Abe Bonowitz, director of the anti-capital punishment group Death Penalty Action, said he and other activists have spoken with administration officials and received some behind-the-scenes assurances that Biden will eventually support legislation to abolish the federal death penalty.
“We know this is not the biggest fish they have to fry right now. But we are hearing they will get to it,” said Bonowitz, who has been critical of Biden’s silence.
The president could take the path of least resistance, politically speaking, by telling his Justice Department not to schedule federal executions during his term. But that would fall far short of fulfilling his campaign promise, and it would leave the door open for future presidents to restart executions.
He could also use his executive powers to commute all federal death sentences to life in prison, but there’s no sign of that happening.
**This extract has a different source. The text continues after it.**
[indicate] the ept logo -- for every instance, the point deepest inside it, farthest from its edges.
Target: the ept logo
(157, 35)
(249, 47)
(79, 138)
Granting full clemency to everyone on death row could be politically problematic for Biden and other Democrats, who have a slim majority in both the House and the Senate. Among those whose lives would be spared by such a Biden order would be Dylann Roof, who killed nine Black church members during a Bible study session in South Carolina and was the first person sentenced to death for a federal hate crime.
After Biden’s inauguration, the question of whether the president would act fast to end capital punishment was a popular topic on federal death row in Terre Haute, where discussions were often conducted through interconnected air vents. It’s not discussed much these days, death row inmate Rejon Taylor told The Associated Press recently through a prison email system.
“I won’t say that skepticism has settled in, but I will say that most no longer feel that immediate action will happen,” said Taylor, who was sentenced in 2008 for killing an Atlanta restaurant owner.
But most inmates, he said, don’t believe they’ll be executed while Biden is president.
Associated Press writer Alanna Durkin Richer in Boston contributed to this report.